A few days ago I flagged an American Prospect article by Geoffrey Nunberg for its excellent description of the ideologically conservative/operatively liberal divide. Now I want to highlight a different part:
Republicans will try to pin a big-government label on the Democrats, but the appropriate response to that is not to apologize for government, as some liberals have recently done, but rather to call the Republicans' bluff. Kerry just once might have responded to Bush's charge that he was a big-government liberal not just by denying that his health-care plan was a government takeover but by bearding Bush on his government-bashing. "Just which government programs are too big?" he might have said. "What should we do away with? Social Security? Medicare? The Food and Drug Administration? The Securities and Exchange Commission? The Environmental Protection Agency?"

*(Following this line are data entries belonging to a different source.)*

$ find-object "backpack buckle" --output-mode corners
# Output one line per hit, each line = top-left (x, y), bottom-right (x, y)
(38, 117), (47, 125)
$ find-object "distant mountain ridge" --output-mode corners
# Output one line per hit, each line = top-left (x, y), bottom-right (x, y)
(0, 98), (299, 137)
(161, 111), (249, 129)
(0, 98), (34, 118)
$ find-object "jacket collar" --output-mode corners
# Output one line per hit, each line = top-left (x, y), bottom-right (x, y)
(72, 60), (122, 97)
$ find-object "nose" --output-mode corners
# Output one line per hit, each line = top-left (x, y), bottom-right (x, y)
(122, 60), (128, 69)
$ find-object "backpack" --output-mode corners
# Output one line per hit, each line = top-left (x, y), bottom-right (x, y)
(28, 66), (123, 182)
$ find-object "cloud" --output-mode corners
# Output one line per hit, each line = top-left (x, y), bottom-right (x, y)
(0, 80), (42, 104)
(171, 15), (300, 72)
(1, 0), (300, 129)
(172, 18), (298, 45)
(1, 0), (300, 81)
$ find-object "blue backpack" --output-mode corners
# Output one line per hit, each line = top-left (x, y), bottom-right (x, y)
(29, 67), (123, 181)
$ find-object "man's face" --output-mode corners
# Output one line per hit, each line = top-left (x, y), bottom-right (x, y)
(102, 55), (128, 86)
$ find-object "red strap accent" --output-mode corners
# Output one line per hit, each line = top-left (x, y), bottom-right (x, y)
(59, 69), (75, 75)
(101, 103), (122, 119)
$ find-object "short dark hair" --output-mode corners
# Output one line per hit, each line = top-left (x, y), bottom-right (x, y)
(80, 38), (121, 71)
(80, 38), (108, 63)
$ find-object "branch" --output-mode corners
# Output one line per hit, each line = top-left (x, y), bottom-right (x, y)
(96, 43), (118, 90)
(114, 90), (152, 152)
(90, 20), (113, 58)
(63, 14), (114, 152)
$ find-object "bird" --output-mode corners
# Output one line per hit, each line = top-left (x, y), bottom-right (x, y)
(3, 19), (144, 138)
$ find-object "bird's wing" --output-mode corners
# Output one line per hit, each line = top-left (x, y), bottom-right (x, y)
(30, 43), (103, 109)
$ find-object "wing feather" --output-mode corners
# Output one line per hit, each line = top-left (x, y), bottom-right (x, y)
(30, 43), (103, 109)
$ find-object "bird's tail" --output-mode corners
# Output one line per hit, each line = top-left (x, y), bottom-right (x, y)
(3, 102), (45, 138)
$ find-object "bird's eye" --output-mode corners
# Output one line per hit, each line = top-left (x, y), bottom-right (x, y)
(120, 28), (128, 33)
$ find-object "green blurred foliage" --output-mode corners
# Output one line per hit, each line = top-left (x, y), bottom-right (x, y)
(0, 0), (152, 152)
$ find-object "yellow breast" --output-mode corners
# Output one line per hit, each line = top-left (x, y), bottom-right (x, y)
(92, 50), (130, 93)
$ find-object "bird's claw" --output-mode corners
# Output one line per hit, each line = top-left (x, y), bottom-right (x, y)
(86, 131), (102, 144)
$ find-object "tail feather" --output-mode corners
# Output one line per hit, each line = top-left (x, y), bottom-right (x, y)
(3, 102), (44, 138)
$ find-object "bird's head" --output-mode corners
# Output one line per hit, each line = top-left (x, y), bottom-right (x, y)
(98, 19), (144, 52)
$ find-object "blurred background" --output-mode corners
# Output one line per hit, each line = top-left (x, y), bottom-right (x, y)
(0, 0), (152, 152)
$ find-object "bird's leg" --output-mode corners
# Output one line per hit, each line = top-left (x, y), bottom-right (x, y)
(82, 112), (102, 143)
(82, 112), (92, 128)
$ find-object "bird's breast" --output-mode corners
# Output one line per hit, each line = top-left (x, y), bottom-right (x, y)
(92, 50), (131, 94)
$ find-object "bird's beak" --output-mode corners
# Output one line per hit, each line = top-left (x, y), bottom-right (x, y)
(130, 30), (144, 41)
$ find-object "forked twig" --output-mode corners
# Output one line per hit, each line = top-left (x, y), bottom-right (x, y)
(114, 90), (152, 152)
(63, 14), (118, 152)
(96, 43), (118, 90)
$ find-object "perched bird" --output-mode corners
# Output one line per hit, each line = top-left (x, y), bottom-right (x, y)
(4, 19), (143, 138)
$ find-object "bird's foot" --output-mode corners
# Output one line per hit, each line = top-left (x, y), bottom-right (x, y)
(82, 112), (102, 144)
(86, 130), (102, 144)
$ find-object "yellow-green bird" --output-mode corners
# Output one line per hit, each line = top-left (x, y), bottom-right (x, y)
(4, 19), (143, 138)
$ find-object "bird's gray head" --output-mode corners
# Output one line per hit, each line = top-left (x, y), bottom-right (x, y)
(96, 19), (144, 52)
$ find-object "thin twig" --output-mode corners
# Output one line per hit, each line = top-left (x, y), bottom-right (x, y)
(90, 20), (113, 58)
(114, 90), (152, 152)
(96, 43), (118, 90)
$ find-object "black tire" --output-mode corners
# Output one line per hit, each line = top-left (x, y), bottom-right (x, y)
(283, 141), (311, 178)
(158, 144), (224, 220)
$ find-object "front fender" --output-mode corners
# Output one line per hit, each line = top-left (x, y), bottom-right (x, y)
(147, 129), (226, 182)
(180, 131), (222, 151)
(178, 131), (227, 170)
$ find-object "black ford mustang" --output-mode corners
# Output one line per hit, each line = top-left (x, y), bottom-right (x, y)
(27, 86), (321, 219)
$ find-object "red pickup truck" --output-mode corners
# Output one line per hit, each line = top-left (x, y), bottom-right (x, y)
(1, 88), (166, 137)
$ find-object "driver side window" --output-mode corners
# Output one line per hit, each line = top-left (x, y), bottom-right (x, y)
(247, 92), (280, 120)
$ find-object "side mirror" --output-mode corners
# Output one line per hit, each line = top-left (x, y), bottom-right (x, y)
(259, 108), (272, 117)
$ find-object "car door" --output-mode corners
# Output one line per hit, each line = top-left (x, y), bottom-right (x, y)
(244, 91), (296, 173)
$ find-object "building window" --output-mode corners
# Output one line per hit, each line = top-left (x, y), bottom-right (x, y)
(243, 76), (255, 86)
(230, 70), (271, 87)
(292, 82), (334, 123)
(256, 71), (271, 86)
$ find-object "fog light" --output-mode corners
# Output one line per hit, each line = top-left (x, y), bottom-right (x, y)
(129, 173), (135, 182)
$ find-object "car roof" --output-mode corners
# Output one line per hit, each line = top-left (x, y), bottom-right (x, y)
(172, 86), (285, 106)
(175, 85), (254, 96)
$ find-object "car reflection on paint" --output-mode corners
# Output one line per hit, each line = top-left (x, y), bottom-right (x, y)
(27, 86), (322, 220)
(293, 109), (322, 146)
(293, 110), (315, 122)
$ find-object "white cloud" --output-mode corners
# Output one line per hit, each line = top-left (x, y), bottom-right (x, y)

This sort of thing is genuinely confusing to me. Why aren't debates filled with more lines like this? After all, it wasn't impossible to predict that Bush would tag Kerry with the "big government" label-maker, nor was it particularly hard to foresee Massachusetts pejoratively entering the discussion. Meanwhile, Kerry has weeks to prepare for all this, can call on the best writers, speakers, and political thinkers in the business, and ends up with no defining moments (save maybe "global test"). That's his own fault. According to the Newsweek election retrospective, Kerry specifically directed his debate prep team to stay away from zingers. He didn't want any, he said.
But it's not just him, their seems to be a real unwillingness to go for the throat in presidential debates. Of the famous lines in the last decades, we've got Reagan's dismissive "There you go again" and Lloyd Bentson's putdown of Dan Quayle ("You, sir, are no Jack Kennedy"), they're both schoolyard comebacks, not West Wing closers. You'd think, after months on the campaign trail, that the combatants would know they needed some sound bites rather than just a solid performance. So why don't they call up Aaron Sorkin, or indeed Geoffrey Nunberg, and commission a few? Why don't they go in for the kill?